Während der Flüchtlingskrise waren im Jahr 2016 Nachrichten über Menschen, die bei der Flucht von Afrika aus über das Mittelmeer nach Europa ertranken, an der Tagesordnung. Mit der NGO „Jugend rettet“ hatten sich junge Menschen in Berlin zusammengeschlossen, die durch ein Crowdfunding den Erwerb und Umbau des 50 Jahre alten Fischereischiffs Iuventa finanzierten. Mit dem brachen sie ins Mittelmeer auf, um gezielt Menschen aus lebensbedrohlichen Notlagen zu retten. Vor allem das von Flüchtlingen oft angesteuerte Italien wollte die unorganisierten Flüchtlingsmassen abschrecken beziehungsweise zum Versuch einer geregelten Einreise in andere europäische Länder über eine Landroute lenken. Daher erhob man 2017 Anklage wegen „Beihilfe zur illegalen Einwanderung“ und konfiszierte das Schiff.

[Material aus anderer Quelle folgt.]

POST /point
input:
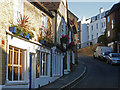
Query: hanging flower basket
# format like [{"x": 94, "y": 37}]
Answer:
[
  {"x": 71, "y": 45},
  {"x": 64, "y": 39}
]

Das macht bereits deutlich, dass die Mission der Iuventa , die als gemeinsame Hilfe gegen die Not und unnötigen Tod begonnen hatte, auf ein überraschendes Verständnis von Recht und Gerechtigkeit traf. Der Filmtitel „23 000 Leben“ hingegen steht für die ungeheure Wirkung ihrer Arbeit.
Markus Goller fungierte als Regisseur und inszenierte ein Drehbuch, das Oliver Ziegenbalg in Zusammenarbeit mit Michele Cinque erstellt hat. Für die Produktion zeichneten die Produzenten Christopher Zwickler mit Flute Film sowie Markus Goller und Oliver Ziegenbalg mit ihrer Sunnysideup Filmproduktion verantwortlich. Creative Producer ist Michele Cinque mit Lazy Film aus Italien.